North Carolina
Nancy Franklin, Principal of Franklin Solutions, collaborates with leaders of higher education, government, and business to facilitate strategic partnerships, innovation initiatives, talent development, agile planning, and program creation. Previously, she led strategic initiatives in community-university engagement, academic pathway development, STEM capacity-building, and integrating technology into teaching and learning at Virginia Tech, Penn State, and Indiana State University after an early career with IBM and ROLM. Nancy has been inducted into the Academy of Community Engagement Scholars, is a member of the Strategic Doing Faculty, and is the author of more than a dozen publications. She holds a doctorate in Higher Education Management from the University of Pennsylvania, a master’s from Virginia Tech, and a bachelor’s degree from Bucknell University.
Tim Franklin, Ph.D., serves as Principal and co-Founder at Franklin Solutions (FS), which he rejoined full-time following his recent retirement from a 25+-year career as an innovating senior university leader/administrator that included many regional, state, and national recognitions for his projects and work. At FS, he translates this leadership experience into client value.

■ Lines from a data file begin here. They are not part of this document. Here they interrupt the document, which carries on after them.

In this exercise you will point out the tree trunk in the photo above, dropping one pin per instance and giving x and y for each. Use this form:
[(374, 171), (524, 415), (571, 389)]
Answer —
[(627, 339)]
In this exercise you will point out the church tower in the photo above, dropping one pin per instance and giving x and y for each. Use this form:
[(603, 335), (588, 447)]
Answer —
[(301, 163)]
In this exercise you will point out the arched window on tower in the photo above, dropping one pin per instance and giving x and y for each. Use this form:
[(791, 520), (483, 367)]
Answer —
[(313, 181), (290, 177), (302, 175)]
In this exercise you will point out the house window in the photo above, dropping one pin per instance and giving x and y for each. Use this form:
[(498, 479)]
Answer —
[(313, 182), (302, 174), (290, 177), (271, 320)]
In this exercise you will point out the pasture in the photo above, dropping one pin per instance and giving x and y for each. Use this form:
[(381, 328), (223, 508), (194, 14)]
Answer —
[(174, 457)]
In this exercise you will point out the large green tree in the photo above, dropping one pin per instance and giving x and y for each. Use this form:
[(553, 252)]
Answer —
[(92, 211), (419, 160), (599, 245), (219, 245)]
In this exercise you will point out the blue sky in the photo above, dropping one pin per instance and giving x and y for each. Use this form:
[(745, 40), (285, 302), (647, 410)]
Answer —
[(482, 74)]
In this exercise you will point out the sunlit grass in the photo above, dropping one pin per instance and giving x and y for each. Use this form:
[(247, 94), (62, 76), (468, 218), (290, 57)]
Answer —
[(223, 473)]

Franklin is an expert in higher education policy, experienced strategic planner, credentialed Strategic Doing Fellow and Workshop Leader, as well as bringing a history of starting new endeavors, including serving on the Strategic Doing Institute’s Core Team, which supports SDI’s ongoing development. Tim’s achievements include substantial contributions in founding, designing, advocating, and building two market-facing, special purpose institutions focused on technology development and economic growth. The New Jersey Innovation Institute (NJII) and Institute for Advanced Learning and Research (IALR) represent two successful national models, one confronting urban challenges and the other rural. Both leverage the strengths of polytechnic research universities (NJIT and Virginia Tech, respectively) through organizational interfaces designed around applied research, innovation labs, and a comprehensive set of related educational programs and outreach services. Franklin led these intermediary organizations from start-up through institutional growth of more than 125 employees (both) and $85M+ in annual operating expenditures (NJII).

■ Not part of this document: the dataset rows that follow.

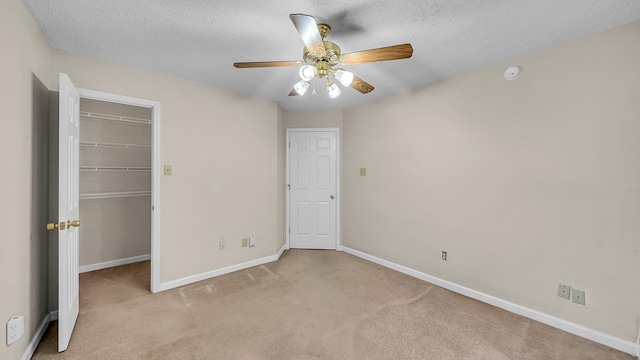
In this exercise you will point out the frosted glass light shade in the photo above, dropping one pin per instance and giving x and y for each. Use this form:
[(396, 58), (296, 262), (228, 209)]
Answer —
[(344, 77), (301, 87), (307, 72), (333, 90)]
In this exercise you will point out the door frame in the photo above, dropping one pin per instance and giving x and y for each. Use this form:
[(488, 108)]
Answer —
[(338, 177), (155, 169)]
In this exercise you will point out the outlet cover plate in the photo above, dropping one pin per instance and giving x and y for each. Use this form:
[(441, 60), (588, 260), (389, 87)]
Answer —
[(578, 297), (15, 329), (564, 291)]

Previously, Franklin held leadership positions at Virginia Tech, Penn State, Indiana State University, and New Jersey Institute of Technology, all of which focused on strategic change and partnerships. Franklin’s responsibilities have included strategic planning, government relations, policy analysis and advocacy, strategic initiatives, fostering institutional-scale programs, fund development, leading public and private partnerships, hiring institutional staff, and articulating programs to advance the University’s economic engagement and research missions. Franklin has strategically aligned numerous partnerships between higher education, community, industry, and government focused on delivering notable regional, cluster, and technology development impact. He has obtained funding for, developed staffing, and led/overseen numerous economic and workforce development programs. Franklin founded and led TRE Networks, Inc., a non-profit organization of leading national organizations and universities dedicated to advancing the role of research universities in transformative regional engagement (TRE) efforts.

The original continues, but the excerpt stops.